Homestead Steel Works Pump House
After the dismantling of the historic Homestead Steel Works in the 1980s, then-owner Park Corporation performed restorative work on the Pump House. In 1996, BHF was formed in response to Park’s efforts, developing plans for a minimalist interpretive program for the site. Park welcomed the initiatives, and subsequent owners and developers, Continental Real Estate, also proved hospitable. Today the site is owned and benevolently operated by Rivers of Steel National Heritage Corporation, who also offer many educational programs, tours, and events related to the Pump House as well as other local points of interest.
Built in 1892 as a hotel for the rapidly growing worker’s ward of Homestead, the Bost Building was at the center of American labor history’s most dramatic episodes – the Homestead Lockout and Strike.
During the summer of 1892, the Bost Building served as headquarters for the Amalgamated Association of Iron and Steel Workers. Using the third floor of the building as a watchtower, steel union officials monitored activities in the mill site and along the Monongahela River.
The Bost Building also served as the base for American and British newspaper correspondents who filed their stories daily for a world that was hungrily following the events of the labor strike that pitted the Carnegie Steel Company against the strongest labor union at the time.
The building received a National Historic Landmark designation in 1999 and then underwent a $4 million renovation.
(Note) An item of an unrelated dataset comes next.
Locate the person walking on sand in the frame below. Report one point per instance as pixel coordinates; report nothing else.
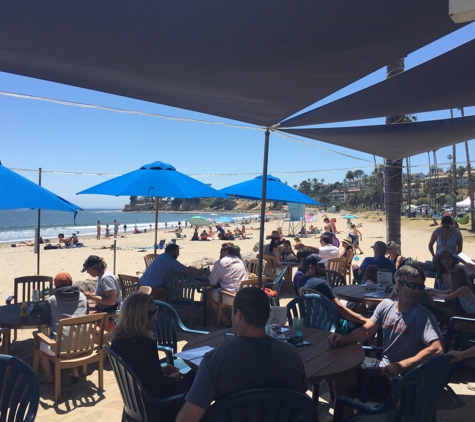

It opened in 2002 as the Visitors’ Center for the Rivers of Steel National Heritage Area.
The home of the Henry Clay Frick family from 1882–1905, this meticulously restored 23-room mansion features an impressive array of fine and decorative art objects purchased by the Fricks and provides a glimpse into day to day life in Pittsburgh during the Gilded age.
Docked on Pittsburgh’s North Shore near the headwaters of the Ohio River, the Explorer was designed and built to LEED standards to host the award-winning STEM student education programs now led by Rivers of Steel. An excursion on Explorer offers unparalleled opportunities to become immersed in Pittsburgh’s rich history while being surrounded by its natural beauty.
Westmoreland Museum of Art
The Westmoreland Museum of American Art is an art museum in Greensburg devoted to American art, with a particular concentration on the art of southwestern Pennsylvania.
Towering 92 feet over the Monongahela River, constructed of 2.5" thick steel plate and lined with refractory brick, Carrie Furnaces #6 and #7 are extremely rare examples of pre-World War II iron-making technology. Since the collapse of the region’s steel industry in the 1970s and 1980s, these are the only non-operative blast furnaces in the region that remain.